Diante desse cenário, as crianças merecem atenção especial, já que estão mais vulneráveis à desidratação, alergias, problemas respiratórios, ressecamento da pele, além de desconforto nos olhos, boca e nariz.
A pediatra da enfermaria do Hospital Regional de Santa Maria (HRSM), Karina Guimarães, destaca algumas medidas simples que fazem a diferença no dia a dia. “É importante escolher roupas leves e arejadas para as crianças, de preferência em cores claras, que não
retêm tanto calor. Peças como camisetas regatas e shorts de tecidos mais frescos ajudam a evitar a sudorese intensa e a desidratação”, recomenda.
Karina lembra também de queixas recebidas sobre ressecamento nos olhos dos pequenos. “O uso de lágrimas artificiais, que são colírios lubrificantes utilizados para tratar secura e irritação dos olhos, são uma boa alternativa, desde que sigam a indicação adequada.
Outro cuidado essencial é com o umidificador, que deve ser esvaziado e higienizado a cada uso, para não acumular fungos. À noite, é uma boa opção mantê-lo no quarto, ajudando as crianças a dormirem melhor e reduzindo a tosse causada pelo ar seco”, explica.

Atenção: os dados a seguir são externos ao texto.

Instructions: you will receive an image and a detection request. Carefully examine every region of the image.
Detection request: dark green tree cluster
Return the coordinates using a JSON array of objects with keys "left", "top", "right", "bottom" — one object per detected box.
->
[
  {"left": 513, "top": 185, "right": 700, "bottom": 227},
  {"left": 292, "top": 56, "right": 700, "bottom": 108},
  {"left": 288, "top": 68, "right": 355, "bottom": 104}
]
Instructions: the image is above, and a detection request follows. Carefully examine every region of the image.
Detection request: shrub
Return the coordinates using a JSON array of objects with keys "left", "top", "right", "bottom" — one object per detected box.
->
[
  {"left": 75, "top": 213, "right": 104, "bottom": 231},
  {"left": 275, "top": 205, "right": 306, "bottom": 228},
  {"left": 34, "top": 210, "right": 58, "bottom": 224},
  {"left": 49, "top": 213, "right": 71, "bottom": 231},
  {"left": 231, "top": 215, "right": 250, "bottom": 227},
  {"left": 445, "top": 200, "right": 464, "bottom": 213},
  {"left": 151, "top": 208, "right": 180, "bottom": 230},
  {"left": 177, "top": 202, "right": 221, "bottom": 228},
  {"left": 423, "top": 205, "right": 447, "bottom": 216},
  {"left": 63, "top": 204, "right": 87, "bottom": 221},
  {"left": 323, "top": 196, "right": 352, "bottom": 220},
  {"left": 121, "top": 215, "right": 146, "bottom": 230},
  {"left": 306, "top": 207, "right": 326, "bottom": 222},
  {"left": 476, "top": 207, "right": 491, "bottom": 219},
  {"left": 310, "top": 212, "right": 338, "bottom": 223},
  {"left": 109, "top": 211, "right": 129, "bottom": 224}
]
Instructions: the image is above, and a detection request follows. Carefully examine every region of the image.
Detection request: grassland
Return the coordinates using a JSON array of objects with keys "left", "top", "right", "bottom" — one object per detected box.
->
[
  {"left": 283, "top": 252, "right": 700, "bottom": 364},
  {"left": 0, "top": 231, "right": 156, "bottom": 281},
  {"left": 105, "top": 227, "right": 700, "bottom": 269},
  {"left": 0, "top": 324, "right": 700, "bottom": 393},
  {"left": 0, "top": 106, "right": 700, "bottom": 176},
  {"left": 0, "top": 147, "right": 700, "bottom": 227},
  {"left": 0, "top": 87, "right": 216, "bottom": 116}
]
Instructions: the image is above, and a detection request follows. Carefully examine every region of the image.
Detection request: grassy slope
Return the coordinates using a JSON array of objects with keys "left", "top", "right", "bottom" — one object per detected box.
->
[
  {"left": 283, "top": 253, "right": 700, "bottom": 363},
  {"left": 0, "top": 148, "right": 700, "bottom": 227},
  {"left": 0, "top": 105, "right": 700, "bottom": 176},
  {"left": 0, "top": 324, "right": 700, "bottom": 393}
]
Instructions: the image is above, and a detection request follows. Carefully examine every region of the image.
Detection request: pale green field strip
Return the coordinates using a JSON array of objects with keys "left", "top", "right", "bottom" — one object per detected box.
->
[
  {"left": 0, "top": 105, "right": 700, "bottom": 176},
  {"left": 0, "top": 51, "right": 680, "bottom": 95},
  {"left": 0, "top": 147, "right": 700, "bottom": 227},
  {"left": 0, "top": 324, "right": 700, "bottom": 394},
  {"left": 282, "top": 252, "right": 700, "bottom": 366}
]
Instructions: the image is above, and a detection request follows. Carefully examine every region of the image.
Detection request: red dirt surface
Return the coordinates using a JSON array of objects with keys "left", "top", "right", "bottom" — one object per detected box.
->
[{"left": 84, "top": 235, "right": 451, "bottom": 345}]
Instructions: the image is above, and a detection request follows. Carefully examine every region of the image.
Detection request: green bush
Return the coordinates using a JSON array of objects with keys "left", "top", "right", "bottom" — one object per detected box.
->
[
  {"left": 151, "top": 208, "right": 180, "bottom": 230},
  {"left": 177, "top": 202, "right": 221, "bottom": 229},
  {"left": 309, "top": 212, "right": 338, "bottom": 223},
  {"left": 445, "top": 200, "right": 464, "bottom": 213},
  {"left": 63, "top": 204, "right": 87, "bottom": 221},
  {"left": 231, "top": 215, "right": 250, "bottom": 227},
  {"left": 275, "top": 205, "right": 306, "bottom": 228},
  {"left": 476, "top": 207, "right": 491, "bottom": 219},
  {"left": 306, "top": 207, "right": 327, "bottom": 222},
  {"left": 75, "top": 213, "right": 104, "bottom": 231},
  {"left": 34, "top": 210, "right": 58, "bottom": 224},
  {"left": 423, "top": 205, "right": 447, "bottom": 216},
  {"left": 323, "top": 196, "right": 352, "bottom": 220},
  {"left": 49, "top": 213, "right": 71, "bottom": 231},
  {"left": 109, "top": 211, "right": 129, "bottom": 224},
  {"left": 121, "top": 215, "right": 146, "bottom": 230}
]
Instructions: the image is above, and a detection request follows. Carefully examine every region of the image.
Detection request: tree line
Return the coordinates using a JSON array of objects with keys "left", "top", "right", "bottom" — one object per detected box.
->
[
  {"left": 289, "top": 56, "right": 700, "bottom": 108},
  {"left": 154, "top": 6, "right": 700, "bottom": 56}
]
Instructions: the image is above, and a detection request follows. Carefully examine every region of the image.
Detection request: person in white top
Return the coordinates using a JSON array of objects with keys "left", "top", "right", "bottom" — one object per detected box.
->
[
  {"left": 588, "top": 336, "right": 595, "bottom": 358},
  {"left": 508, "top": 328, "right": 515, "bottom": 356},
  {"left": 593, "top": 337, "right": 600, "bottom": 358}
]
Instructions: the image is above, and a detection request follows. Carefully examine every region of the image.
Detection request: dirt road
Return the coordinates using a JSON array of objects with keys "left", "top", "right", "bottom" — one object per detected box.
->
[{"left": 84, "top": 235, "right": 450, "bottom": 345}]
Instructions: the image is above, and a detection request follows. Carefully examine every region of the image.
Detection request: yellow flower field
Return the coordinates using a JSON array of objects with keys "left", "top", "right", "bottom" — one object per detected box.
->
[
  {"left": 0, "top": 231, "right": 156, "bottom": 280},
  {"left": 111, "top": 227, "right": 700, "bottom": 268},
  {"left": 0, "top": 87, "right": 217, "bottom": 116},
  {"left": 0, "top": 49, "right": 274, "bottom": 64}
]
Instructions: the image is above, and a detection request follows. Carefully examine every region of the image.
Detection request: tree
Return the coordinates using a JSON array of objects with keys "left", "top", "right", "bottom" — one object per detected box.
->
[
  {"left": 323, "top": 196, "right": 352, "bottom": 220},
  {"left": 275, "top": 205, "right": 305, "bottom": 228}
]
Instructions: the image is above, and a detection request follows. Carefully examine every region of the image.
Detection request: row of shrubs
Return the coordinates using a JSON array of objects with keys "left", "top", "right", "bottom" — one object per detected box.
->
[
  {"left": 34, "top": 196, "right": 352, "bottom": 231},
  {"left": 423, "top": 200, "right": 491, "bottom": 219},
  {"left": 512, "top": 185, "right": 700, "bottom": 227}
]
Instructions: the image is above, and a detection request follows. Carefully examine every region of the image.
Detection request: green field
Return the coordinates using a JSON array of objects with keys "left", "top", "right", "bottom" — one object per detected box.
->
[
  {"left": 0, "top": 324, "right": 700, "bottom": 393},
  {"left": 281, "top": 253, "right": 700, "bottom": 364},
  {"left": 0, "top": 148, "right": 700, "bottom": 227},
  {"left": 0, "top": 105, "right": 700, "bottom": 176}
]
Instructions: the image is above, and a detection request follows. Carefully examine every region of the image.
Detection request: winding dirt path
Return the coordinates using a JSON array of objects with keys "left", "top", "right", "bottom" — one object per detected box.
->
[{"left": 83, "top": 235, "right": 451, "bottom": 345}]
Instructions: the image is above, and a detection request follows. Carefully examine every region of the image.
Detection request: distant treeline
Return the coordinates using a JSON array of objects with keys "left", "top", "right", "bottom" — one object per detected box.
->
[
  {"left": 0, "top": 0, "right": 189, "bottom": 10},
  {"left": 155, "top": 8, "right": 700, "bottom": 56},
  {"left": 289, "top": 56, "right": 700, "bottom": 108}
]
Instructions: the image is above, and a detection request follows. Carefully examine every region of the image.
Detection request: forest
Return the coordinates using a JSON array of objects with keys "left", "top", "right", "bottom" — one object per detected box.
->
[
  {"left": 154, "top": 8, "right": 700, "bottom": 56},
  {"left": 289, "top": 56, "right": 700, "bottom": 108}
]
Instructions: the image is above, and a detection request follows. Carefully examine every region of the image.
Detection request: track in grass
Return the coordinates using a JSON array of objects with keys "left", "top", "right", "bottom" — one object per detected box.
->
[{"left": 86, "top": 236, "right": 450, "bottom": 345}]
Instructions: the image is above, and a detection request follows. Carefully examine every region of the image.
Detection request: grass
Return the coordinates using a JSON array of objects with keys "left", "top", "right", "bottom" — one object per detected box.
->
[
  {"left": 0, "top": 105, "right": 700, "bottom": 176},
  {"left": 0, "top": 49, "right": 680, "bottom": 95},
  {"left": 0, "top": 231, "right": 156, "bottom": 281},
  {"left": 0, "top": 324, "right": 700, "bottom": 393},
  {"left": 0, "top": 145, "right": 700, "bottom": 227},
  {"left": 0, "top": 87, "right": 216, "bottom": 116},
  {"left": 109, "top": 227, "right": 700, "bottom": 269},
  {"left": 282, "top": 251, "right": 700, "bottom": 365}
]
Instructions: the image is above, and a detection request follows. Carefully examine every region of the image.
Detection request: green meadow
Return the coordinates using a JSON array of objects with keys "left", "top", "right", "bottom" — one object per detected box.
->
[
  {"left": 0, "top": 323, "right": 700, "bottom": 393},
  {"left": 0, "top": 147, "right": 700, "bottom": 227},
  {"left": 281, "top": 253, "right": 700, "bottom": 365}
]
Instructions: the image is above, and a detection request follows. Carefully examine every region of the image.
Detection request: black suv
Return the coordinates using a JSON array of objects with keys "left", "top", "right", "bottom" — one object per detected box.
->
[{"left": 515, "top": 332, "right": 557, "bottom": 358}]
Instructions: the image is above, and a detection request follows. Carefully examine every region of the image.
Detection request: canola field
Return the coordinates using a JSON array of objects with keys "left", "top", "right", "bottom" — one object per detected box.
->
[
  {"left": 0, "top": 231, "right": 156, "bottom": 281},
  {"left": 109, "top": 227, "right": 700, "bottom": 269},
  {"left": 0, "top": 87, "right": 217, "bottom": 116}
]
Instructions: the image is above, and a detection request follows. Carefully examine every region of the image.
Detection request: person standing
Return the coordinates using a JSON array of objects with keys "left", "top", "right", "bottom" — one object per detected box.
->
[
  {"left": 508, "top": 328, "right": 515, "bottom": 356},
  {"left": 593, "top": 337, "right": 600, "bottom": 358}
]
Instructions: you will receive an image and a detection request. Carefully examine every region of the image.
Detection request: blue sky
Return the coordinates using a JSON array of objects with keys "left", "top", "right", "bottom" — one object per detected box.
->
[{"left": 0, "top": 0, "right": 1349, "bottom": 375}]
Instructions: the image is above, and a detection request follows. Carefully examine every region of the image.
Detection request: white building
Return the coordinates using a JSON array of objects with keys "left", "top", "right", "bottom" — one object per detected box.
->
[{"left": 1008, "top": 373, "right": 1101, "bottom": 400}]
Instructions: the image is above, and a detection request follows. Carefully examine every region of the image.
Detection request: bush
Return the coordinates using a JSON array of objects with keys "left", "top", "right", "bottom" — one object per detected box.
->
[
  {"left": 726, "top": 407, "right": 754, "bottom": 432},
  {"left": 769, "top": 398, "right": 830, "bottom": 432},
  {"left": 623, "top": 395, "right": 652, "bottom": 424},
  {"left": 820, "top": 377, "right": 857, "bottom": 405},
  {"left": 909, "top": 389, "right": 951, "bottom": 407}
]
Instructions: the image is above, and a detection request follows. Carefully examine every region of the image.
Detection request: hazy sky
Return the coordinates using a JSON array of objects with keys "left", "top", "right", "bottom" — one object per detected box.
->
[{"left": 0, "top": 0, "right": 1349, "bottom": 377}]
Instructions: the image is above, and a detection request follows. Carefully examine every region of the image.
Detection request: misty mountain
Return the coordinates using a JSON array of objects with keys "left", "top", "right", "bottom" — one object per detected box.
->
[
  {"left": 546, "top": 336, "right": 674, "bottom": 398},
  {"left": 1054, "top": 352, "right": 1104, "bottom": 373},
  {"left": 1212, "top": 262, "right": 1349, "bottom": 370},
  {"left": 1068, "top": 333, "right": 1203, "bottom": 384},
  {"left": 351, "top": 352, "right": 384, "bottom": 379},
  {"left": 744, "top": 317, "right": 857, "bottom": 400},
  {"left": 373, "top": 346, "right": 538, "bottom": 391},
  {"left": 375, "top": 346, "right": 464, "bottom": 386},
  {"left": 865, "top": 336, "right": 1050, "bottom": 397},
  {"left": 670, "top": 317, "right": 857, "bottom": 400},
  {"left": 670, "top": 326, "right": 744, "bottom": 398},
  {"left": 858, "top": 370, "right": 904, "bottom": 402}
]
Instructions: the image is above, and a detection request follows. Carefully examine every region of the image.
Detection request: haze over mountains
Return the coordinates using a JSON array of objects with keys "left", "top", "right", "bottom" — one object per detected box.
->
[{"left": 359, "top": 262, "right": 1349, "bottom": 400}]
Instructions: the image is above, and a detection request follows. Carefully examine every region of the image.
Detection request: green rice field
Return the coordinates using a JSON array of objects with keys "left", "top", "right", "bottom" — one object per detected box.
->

A médica do Instituto de Gestão Estratégia de Saúde do DF, que administra o HRSM, também lembra da importância do protetor solar, já que as altas temperaturas se somam à baixa umidade. “As crianças devem usá-lo diariamente, inclusive os bebês, que podem receber
protetor a partir dos seis meses de idade. O uso de guarda-sol também é indicado para evitar exposição solar excessiva”.
Na alimentação, a hidratação também pode vir de outras formas. A nutricionista da pediatria do HRSM, Isabella Miranda, reforça que muitos pequenos resistem a tomar água, mas existem opções que ajudam a complementar.
“Frutas como melancia, melão e laranja são ricas em água e devem e podem ser oferecidas. É importante priorizar o suco natural, sem açúcar, que além da hidratação, contém fibras e contribui para a digestão. Água de coco também pode ser uma alternativa, desde
que não haja restrição médica. Outra forma criativa são os picolés e geladinhos feitos com frutas, que as crianças adoram”, completa.
Karina alerta ainda para sinais que exigem atenção. “Febre, tosse, coriza ou diarreia podem indicar desidratação. E, no caso de crianças com asma, rinite ou bronquite, é fundamental manter os medicamentos de uso contínuo conforme orientação médica. Mudanças
no comportamento também devem ser avaliadas por um especialista”, conclui.